Tesla's stock run just beginning: Analyst

Shares of Tesla (TSLA) could more than double within the next three to four years, Dan Galves of Deutsche Bank said Wednesday.

"We feel like the company has a strong advantage in electric vehicles, and that's likely to be sustained over the long-term, so we see a lot of volume growth over the next few years and profitability being very strong," he said.

Shares of Tesla were up nearly 300 percent year to date.

Tesla was expected to release its second-quarter earnings report after the stock market close.

(Watch video: Is Tesla the next Amazon.com? )

On CNBC's " Fast Money ," Galves said that he was taking a long-term view on the stock, on which he held a $160 price target. (Read more below the video.)

"Our price target is based on earnings and volumes that aren't likely to come until near the end of the decade, once Tesla brings out its next-generation vehicle, which is a lower-priced vehicle," he added. "We base our valuation target on earnings, and three or four years from now we think that this company can do about $14 of EPS on 200,000 units near the end of the decade."

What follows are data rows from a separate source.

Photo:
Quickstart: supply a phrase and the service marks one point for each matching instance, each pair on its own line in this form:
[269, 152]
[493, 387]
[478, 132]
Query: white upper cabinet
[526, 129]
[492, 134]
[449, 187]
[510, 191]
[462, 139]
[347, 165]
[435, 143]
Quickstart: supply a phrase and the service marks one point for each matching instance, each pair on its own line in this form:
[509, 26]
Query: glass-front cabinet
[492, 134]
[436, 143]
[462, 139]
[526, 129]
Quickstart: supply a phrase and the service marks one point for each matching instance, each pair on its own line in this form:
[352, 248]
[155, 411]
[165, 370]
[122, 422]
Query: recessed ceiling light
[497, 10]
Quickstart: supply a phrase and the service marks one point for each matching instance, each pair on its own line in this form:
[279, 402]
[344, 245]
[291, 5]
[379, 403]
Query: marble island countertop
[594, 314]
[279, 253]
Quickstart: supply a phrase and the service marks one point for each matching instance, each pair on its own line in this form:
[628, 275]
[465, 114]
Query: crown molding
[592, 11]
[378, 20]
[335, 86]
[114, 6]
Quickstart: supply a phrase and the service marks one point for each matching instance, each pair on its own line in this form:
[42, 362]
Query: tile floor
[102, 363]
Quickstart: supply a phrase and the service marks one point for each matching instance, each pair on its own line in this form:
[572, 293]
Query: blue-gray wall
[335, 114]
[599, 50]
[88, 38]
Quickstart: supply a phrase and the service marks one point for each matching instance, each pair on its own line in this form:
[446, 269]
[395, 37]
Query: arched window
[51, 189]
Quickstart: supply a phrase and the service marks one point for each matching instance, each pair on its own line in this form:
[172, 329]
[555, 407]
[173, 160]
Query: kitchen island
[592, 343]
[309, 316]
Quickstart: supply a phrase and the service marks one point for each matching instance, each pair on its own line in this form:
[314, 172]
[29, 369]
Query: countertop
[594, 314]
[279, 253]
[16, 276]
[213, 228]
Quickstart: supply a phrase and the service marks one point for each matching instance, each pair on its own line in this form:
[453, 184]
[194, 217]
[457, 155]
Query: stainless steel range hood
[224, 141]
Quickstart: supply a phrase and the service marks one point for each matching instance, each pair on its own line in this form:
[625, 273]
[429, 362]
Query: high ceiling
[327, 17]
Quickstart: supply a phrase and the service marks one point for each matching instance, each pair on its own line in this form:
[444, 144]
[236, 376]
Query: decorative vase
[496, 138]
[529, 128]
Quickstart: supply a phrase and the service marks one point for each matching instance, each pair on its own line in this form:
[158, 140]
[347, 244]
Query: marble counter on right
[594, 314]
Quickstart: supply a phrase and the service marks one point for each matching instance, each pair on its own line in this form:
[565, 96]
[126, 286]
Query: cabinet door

Galves added that sales of 200,000 automobiles would still only represent a small fraction of the potential market.

(Read more: 'China is screamingly cheap': JPM strategist )

"That's only one-quarter of 1 percent of the global automotive market, so we see a lot of growth past that because Tesla, we think, has brought out a vehicle that takes advantage of the inherent advantages in electric vehicles, and nobody else is doing that right now," he said.

In response to a question about why he had a "buy" rating on Telsa stock, Galves added that he was also bullish on General Motors (GM).

"But I think you have to look at the growth trajectory and profitability in this market," he said. "It's very difficult to find auto companies that can do margins that are above the average, well above the average, and we think that there's a lot of things about Tesla that's going to support that for a long time."